Pages

Thursday, December 8, 2011

Apa yang bisa dibanggakan dari semua itu?

Apakah Anda bangga bangsa ini menempati urutan atas pengguna jasa komunikasi maya? Sebagai pengguna Facebook terbesar kedua di dunia, terbesar ketiga untuk Twitter. Pengguna telepon seluler meningkat pesat dari tahun ke tahun. Lalu, sejumlah orang terinjak-injak ketika mengantre Blackberry yang dijual separuh harga di Pacific Place, Jakarta.

Itu adalah kalimat pendahuluan di dalam tulisan Bre Redana di Kompas bagian Fokus (Jumat, 9 Desember 2011, halaman 45) yang berjudul Hiperkonsumerisme, Hiperteks, Hipermedia. Penulis artikel ini tidak menjelaskan arti hiperkonsumerisme, tetapi dia menggambarkan bahwa pada saat ini orang-orang telah kehilangan kesadaran atas ruang dan waktu dan mengalami apa yang disebut Benjamin Barber sebagai civic schizophrenia alias kegilaan warga. Dalam zaman kegilaan ini, politik digambarkan menjadi politik waktu luang bagi orang-orang iseng kelas menengah. Para pemimpin juga gencar menampilkan politik pencitraan, yaitu politik yang kehilangan kontak dengan realitas, melalui media massa.

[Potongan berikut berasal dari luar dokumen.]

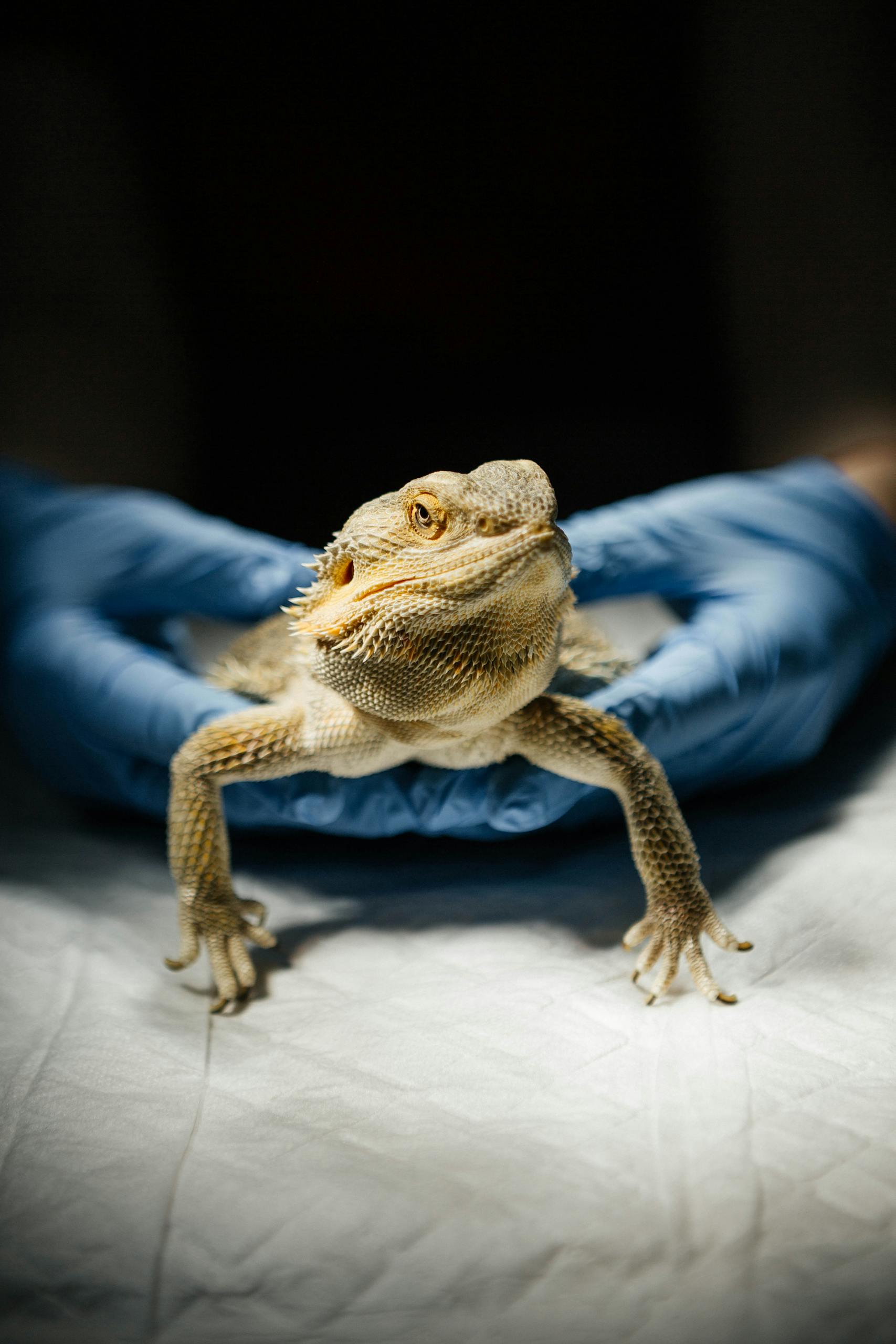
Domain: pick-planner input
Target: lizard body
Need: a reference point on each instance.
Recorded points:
(437, 628)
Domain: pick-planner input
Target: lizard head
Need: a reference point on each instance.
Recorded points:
(442, 596)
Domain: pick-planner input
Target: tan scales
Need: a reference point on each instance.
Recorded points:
(438, 620)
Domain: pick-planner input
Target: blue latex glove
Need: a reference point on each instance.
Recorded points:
(790, 577)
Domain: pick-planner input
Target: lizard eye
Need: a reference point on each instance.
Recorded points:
(429, 519)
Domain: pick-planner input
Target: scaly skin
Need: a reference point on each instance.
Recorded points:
(440, 617)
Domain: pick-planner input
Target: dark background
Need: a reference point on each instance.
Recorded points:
(280, 262)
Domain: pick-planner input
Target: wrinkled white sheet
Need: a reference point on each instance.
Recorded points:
(453, 1119)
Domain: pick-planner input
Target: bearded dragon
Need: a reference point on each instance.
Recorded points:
(440, 616)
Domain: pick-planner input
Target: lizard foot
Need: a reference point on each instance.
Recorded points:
(675, 928)
(222, 922)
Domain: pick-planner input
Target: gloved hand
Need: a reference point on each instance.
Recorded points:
(790, 575)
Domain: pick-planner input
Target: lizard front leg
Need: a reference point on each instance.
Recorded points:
(263, 742)
(579, 742)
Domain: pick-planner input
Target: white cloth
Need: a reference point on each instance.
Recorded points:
(453, 1120)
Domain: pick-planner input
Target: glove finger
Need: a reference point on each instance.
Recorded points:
(703, 704)
(70, 668)
(181, 561)
(101, 716)
(630, 548)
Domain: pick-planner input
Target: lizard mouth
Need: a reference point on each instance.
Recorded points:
(496, 563)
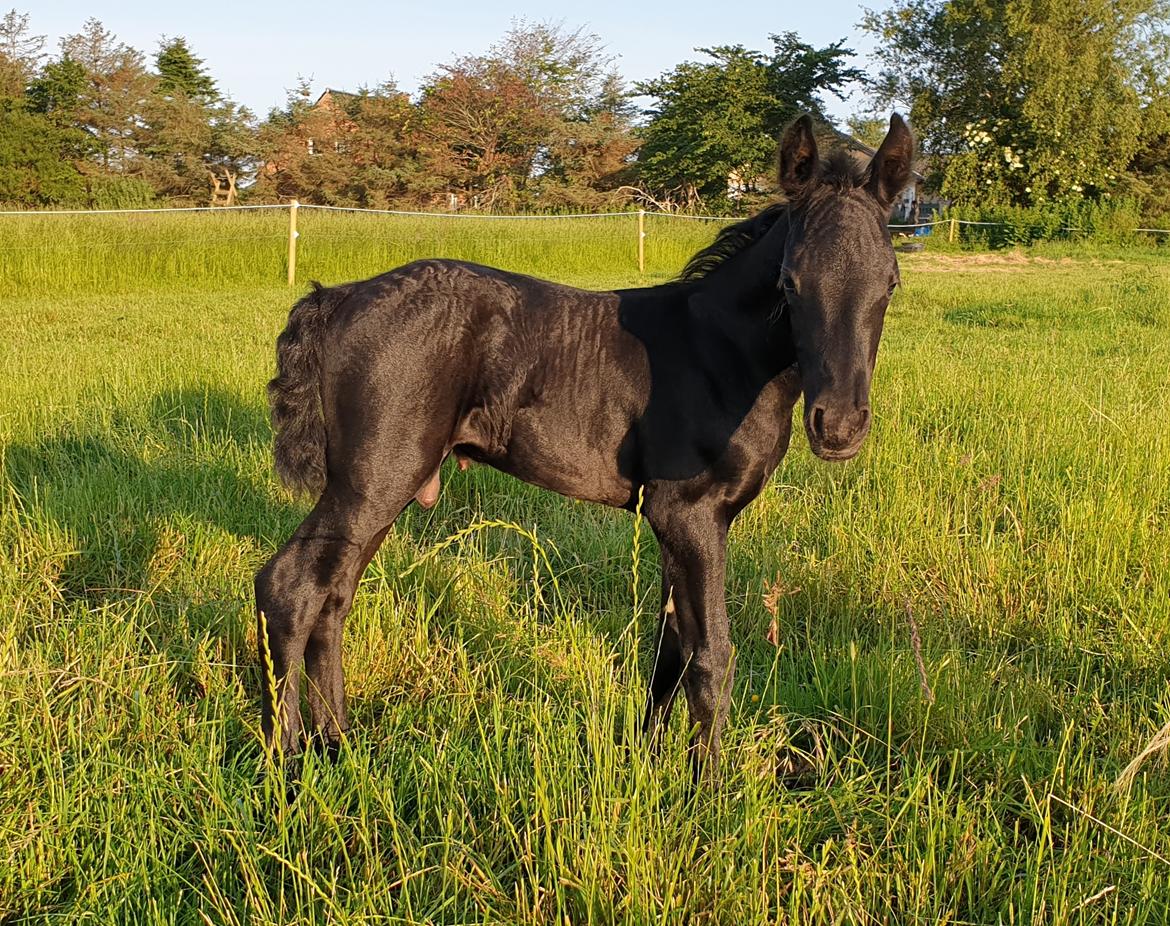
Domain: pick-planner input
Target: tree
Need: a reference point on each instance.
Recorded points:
(541, 121)
(1023, 101)
(20, 54)
(111, 100)
(181, 74)
(36, 160)
(57, 91)
(716, 122)
(190, 134)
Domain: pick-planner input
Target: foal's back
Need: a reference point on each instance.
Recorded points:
(535, 378)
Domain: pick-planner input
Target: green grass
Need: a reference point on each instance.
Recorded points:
(1013, 498)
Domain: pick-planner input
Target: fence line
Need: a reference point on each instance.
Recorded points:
(126, 212)
(294, 234)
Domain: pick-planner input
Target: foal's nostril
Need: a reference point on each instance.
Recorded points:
(818, 422)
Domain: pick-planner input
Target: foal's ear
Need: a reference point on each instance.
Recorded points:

Mengenai hiperteks, penulis artikel ini menggambarkan bahwa hiperteks merupakan konsekuensi dari digitalisasi dari kehidupan sekarang. Pembacaan hiperteks merupakan cara membaca secara berlapis-lapis yang terlihat dari cara orang membaca lewat layar komputer/gadget yang membaca bermacam teks secara bersamaan. Hal ini berbeda dengan membaca linear yang terjadi saat membaca buku, koran, atau majalah. Pembacaan hiperteks, melalui hasil penelitian, memberikan penyerapan akan bacaan lebih rendah dibanding pembacaan secara linear. Hiperteks juga mengakibatkan kita menampung terlalu banyak data berseliweran tanpa mampu menarik hubungan dengan informasi yang sudah ada sebelumnya sehingga kita tidak mampu memiliki cara berpikir koheren, Ketidakmampuan berpikir koheren mengakibatkan kita dipenuhi oleh informasi-informasi sesaat. Hal itulah yang kemudian dimanfaatkan oleh media menjadi gosip. Bagi penulis artikel, analisis politik saat ini sebenanrya hanya rekonstruksi gosip. Di sinilah media cetak, menurut penulis artikel, harus memiliki peranan sebagai media yang dapat mempertahankan sivilisasi.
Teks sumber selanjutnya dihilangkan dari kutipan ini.